Les deux enfants sont particulièrement sensibles au danger que les « hautes eaux » de plus en plus fréquentes font courir à la ville. Il y a aussi un chat – roux comme Mistica, et adopté par elle et sa grand-mère – dont le meilleur ami est un pigeon partageant son temps entre les photos avec les touristes et les expéditions commando contre les mêmes touristes bien trop nombreux à son goût – et pas qu’au sien.
Et puis le professeur Brusegan, vieil ami de la grand-mère, érudit qui connaît toutes les légendes vénitiennes. C’est lui qui est en possession du manuscrit suggérant, de façon codée, le secret qui permettra de sauver définitivement Venise des hautes eaux. Le groupe met donc au point, sous la direction du professeur, le plan qui doit attirer Arlequin : l’anneau magique authentique des « épousailles de Venise et de la mer » se cache sous son chapeau et il faut le récupérer. Chaque soir, un repas vénitien typique sera déposé sur un rebord de fenêtre au rez-de-chaussée de la maison de la grand-mère : Arlequin dont on sait qu’il souffre de faim chronique ne pourra pas résister longtemps et il sera facile de le prendre « au filet ».

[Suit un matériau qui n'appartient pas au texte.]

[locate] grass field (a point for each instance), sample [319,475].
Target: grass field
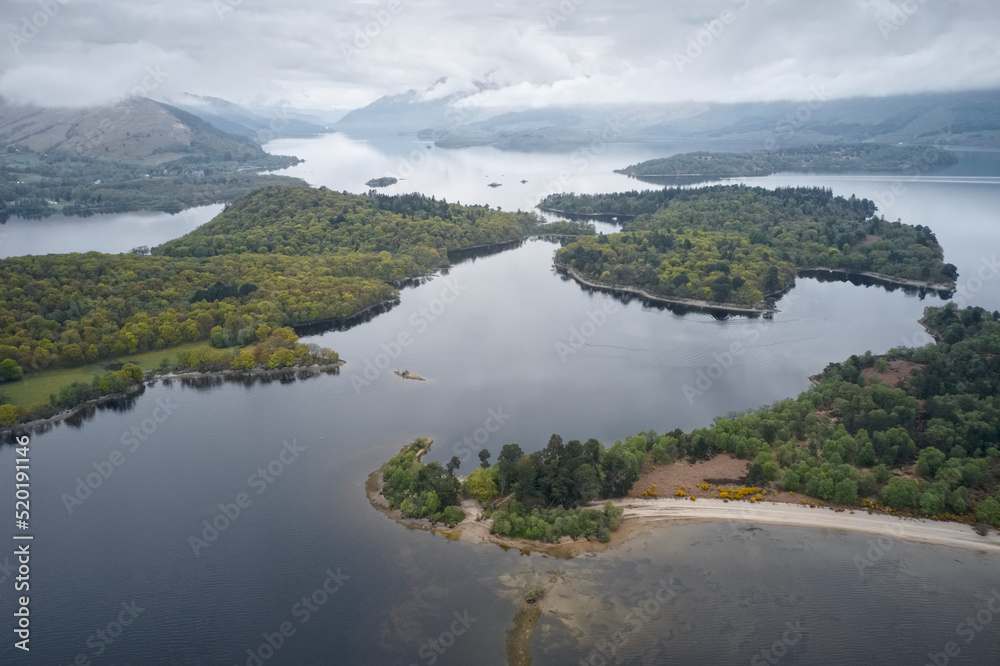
[38,387]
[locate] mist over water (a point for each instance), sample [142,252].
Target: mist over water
[493,349]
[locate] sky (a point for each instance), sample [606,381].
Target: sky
[342,55]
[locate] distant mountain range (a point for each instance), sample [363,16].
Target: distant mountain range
[957,119]
[135,155]
[261,124]
[136,129]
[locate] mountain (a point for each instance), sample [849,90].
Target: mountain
[960,119]
[137,129]
[134,155]
[262,125]
[434,108]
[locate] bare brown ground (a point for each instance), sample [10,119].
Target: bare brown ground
[896,371]
[685,476]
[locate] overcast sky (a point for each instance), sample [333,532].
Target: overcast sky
[314,53]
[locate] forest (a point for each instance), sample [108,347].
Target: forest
[275,258]
[814,158]
[927,446]
[737,245]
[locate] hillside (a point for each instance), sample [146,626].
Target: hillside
[735,245]
[135,155]
[814,158]
[954,119]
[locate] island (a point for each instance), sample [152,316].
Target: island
[735,248]
[909,434]
[136,155]
[228,296]
[821,158]
[902,446]
[385,181]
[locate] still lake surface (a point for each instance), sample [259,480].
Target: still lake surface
[492,347]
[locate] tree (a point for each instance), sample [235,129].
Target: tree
[900,494]
[281,358]
[929,462]
[989,510]
[846,492]
[10,371]
[9,415]
[481,485]
[507,461]
[245,361]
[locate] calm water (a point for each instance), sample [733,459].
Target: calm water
[487,336]
[118,232]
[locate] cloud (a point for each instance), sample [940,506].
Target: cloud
[343,55]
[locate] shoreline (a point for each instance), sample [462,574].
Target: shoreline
[596,216]
[642,515]
[652,512]
[940,289]
[686,302]
[881,277]
[140,387]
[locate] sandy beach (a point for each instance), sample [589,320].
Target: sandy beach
[665,510]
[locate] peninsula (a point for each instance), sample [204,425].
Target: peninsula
[820,158]
[734,247]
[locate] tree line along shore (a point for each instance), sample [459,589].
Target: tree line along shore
[911,433]
[279,257]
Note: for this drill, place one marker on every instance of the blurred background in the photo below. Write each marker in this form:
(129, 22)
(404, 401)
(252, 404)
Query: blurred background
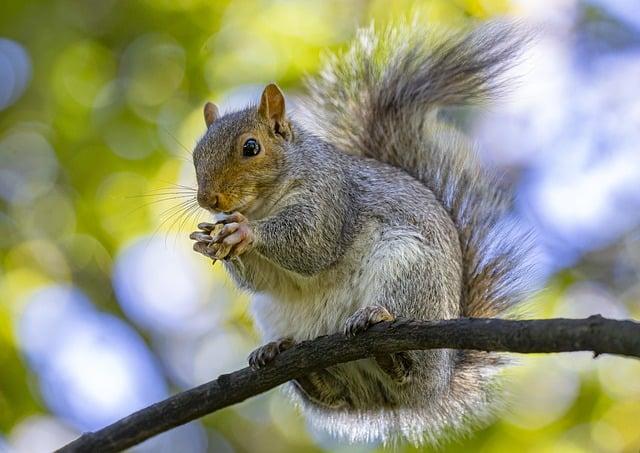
(104, 308)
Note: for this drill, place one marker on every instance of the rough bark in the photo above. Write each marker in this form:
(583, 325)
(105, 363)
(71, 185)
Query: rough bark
(595, 334)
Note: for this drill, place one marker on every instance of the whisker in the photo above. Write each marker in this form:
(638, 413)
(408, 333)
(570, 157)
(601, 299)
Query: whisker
(176, 139)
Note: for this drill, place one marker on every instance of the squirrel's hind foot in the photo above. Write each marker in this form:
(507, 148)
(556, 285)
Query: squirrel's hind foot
(397, 366)
(266, 353)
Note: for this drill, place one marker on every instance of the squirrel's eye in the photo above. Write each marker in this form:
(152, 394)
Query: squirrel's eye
(250, 148)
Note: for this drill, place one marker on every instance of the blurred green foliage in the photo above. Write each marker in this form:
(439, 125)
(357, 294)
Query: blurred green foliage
(111, 110)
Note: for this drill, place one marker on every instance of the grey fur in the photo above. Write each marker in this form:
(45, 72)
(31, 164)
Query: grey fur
(376, 202)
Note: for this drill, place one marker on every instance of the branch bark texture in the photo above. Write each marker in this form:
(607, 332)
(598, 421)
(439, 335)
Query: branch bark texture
(595, 334)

Comme la grand-mère est une cuisinière d’exception, le plan peut être réalisé facilement (mais pas gratuitement). Or il ne se passe rien pendant des semaines, jusqu’à ce que les enfants démasquent le professeur: c’est lui qui récupère et mange chaque soir les plats. Explosion de colère, puis pardon devant les explications piteuses du professeur. On entre dans la deuxième phase du plan, après une soigneuse explication du texte de l’énigme du manuscrit. Chacun des membres de l’équipe, y compris le chat et le pigeon – à l’insu des humains, bien sûr - se met à explorer la ville dans tous ses recoins pour démasquer les « Maîtres du Temps » qui ont leur base dans « la Cour du Temps », et le « Passage Suspendu » qui y mène.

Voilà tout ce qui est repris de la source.